大久保忠隣の失脚後も、正信は息子の正純(まさずみ)と共に暗躍を続けます。慶長19(1614)年の「方広寺鐘銘事件」です。

 豊臣秀頼が京都・方広寺の鐘に刻んだ「国家安康」と「君臣豊楽」の文字が、「家」と「康」の文字が離れているのに、「豊」と「臣」の文字は隣接しており、徳川家を呪詛(じゅそ)し、豊臣家の繁栄を祈願していると、正信が言いがかりをつけたのです。この事件が大坂の陣につながり、ついには豊臣家を滅亡へと向かわせました。

家康が亡くなって2カ月後に没す

 元和2(1616)年4月、家康が死去すると、正信は家督を嫡男の正純に譲り隠居します。正信は、出戻りであり家康と極めて近かった自分が、ほかの側近たちに嫌われていることを、ずっと心に留めてきました。

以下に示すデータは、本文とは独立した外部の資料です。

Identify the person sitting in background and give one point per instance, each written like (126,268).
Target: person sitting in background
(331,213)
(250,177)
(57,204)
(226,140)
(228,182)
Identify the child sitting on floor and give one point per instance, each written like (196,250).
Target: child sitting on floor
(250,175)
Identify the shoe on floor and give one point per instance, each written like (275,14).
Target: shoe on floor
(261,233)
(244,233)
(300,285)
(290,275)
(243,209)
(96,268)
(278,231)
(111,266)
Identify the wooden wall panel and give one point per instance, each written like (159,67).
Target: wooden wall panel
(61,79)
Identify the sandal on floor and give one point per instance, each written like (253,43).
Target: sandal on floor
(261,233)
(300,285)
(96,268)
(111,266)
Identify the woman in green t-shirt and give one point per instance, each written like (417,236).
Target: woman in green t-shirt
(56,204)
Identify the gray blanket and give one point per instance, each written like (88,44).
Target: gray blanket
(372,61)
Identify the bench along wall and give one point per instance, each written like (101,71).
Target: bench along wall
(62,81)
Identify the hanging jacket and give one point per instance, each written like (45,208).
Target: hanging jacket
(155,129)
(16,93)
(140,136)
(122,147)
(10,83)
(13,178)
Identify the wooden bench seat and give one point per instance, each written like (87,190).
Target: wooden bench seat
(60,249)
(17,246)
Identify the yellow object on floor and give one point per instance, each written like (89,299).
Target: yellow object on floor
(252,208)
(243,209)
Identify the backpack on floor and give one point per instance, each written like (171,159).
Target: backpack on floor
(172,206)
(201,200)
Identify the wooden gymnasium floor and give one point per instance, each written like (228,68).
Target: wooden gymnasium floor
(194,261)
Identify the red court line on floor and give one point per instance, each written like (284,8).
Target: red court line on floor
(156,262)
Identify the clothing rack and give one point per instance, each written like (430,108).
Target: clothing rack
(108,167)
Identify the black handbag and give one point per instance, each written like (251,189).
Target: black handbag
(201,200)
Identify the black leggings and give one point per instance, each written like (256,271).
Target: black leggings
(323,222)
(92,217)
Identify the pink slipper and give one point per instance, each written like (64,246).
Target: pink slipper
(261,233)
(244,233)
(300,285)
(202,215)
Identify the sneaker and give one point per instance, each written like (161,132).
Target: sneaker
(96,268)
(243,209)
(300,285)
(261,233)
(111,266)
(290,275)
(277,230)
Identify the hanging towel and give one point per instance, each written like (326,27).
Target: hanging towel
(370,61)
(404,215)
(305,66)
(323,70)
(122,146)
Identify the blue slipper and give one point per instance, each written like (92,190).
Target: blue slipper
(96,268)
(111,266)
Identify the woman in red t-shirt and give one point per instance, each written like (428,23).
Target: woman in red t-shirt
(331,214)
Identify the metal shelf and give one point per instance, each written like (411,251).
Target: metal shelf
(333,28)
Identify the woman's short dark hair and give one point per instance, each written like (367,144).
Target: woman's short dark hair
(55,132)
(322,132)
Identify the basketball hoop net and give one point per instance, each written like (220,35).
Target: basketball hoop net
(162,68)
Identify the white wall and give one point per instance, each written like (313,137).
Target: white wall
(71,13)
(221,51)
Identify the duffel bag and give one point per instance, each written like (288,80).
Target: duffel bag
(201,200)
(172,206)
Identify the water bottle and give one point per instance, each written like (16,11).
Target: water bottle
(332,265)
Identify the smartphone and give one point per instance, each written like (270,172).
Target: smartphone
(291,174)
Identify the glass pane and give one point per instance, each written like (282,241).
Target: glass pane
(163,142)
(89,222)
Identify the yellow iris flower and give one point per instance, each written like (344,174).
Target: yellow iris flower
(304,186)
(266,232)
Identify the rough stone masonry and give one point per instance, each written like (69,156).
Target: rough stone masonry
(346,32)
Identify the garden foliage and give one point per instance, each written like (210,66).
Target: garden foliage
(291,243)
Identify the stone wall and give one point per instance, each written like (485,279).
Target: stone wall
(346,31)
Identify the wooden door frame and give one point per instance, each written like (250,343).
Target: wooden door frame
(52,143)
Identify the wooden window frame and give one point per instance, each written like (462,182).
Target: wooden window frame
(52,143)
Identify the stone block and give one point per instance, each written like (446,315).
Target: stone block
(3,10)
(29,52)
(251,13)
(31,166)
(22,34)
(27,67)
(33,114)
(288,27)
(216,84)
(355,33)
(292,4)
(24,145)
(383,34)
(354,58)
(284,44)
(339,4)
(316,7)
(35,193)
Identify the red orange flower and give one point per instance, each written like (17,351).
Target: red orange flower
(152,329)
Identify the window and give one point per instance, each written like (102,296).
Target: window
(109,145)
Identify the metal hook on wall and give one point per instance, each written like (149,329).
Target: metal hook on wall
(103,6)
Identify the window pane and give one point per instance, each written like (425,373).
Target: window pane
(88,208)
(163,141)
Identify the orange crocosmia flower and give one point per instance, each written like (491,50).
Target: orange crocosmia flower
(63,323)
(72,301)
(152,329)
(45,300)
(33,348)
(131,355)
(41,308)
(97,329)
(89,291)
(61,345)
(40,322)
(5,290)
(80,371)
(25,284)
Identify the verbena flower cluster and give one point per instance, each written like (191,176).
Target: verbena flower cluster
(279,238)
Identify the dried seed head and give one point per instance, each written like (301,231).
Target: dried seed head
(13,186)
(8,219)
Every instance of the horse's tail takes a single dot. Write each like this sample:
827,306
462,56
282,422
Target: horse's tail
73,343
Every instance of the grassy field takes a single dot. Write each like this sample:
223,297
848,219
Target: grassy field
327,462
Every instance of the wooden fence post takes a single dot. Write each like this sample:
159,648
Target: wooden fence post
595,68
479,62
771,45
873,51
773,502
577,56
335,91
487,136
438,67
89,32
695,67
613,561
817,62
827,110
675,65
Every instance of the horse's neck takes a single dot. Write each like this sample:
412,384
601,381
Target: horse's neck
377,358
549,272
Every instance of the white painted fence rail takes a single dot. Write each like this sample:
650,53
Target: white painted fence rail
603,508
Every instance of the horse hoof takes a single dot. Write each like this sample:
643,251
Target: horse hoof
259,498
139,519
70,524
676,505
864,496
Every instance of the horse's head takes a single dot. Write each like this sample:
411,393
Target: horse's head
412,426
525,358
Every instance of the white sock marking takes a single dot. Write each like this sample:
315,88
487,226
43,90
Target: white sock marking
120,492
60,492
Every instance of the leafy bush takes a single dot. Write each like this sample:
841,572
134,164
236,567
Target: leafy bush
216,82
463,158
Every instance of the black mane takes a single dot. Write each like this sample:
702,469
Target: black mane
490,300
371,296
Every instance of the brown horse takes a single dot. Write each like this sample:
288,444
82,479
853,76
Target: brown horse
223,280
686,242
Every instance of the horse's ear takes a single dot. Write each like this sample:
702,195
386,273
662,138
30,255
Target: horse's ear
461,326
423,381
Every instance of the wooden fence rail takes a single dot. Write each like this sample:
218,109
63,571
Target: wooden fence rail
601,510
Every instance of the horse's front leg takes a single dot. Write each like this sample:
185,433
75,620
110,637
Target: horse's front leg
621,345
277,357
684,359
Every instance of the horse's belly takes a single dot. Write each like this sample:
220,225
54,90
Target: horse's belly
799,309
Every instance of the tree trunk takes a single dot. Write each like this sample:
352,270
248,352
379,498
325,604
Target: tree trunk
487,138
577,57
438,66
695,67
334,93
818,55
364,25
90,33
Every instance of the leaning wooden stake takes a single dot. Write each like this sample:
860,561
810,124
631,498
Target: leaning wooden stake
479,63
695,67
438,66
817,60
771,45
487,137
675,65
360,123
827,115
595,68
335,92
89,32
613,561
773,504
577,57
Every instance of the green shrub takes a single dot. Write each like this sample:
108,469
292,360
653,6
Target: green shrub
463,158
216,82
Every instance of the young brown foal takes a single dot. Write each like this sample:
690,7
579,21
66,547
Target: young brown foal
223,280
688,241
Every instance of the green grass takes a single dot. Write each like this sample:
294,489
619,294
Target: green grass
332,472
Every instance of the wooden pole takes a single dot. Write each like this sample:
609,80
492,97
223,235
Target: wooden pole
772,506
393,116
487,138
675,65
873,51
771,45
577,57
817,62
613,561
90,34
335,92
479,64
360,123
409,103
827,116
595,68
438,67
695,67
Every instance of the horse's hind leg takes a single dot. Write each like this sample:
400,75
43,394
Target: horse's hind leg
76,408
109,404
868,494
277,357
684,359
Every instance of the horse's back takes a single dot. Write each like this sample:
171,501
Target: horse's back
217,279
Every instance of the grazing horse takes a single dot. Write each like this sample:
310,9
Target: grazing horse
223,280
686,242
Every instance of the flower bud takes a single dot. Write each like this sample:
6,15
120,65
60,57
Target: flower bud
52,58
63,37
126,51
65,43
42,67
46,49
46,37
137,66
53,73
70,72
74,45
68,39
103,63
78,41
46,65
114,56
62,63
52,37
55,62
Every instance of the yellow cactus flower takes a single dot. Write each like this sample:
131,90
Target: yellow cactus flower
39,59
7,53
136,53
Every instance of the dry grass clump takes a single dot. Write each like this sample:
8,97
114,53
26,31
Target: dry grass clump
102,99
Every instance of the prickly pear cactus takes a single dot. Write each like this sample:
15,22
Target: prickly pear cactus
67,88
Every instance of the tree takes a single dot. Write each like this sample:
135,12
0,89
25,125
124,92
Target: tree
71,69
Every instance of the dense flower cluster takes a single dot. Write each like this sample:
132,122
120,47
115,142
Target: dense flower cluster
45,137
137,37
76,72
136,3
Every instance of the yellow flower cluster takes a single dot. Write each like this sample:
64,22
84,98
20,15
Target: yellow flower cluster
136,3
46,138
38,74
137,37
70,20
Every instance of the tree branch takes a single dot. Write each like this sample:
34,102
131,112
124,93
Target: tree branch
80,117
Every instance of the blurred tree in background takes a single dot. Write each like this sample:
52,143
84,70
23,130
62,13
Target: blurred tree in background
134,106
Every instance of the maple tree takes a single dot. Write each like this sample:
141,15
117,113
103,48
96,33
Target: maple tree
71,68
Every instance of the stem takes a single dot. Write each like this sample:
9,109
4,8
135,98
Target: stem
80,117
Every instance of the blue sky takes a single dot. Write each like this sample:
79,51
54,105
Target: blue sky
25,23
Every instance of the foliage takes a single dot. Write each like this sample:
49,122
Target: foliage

 禄高は当初の1万石から2万2000石に加増されましたが、その後、家康からさらなる加増の打診があっても、「絶対に上げないでいただきたい」と辞退していました。自分を嫌う者たちから、無用の恨みを買うことを恐れたからです。

 正信は家督を継いだ正純に、「わしの死後、必ずや加増を賜るだろう、だが禄高3万石までは賜ってもよいが、それ以上は決して受けてはならぬ。危険だ」と言い聞かせ、正純も「分かりました」と答えました。そして正信は家康が没して2カ月後に、後を追うように亡くなります。享年79歳でした。

 しかし正純は、正信の死の直後、父の教えに背いて、約1万石を加増され下野国小山藩3万3000石の大名となることを承知しました。さらにその3年後には、下野国宇都宮藩15万5000石の加増を受けます。

 正純も父と共に、家康の側近として権力を行使してきました。正信の危惧が現実のものとなります。

 正純は政敵をはじめ、周囲の人々から恨みを買っていましたが、遠慮なく加増を受けたことで多くの人々から怒りを買い、正純は後世にいう宇都宮城釣り天井事件などをでっち上げられ、秀忠への謀叛の疑いをかけられ、本多家は改易となります。のちに正純は出羽国横手(でわのくに・よこて)の粗末な屋敷に幽閉の身となって、そのまま生涯を終えるのです。

 正純には正信ほどの、苦労人における配慮がたらなかったようです。今日でも同じようなケースは形を変えて、くり返されているように思います。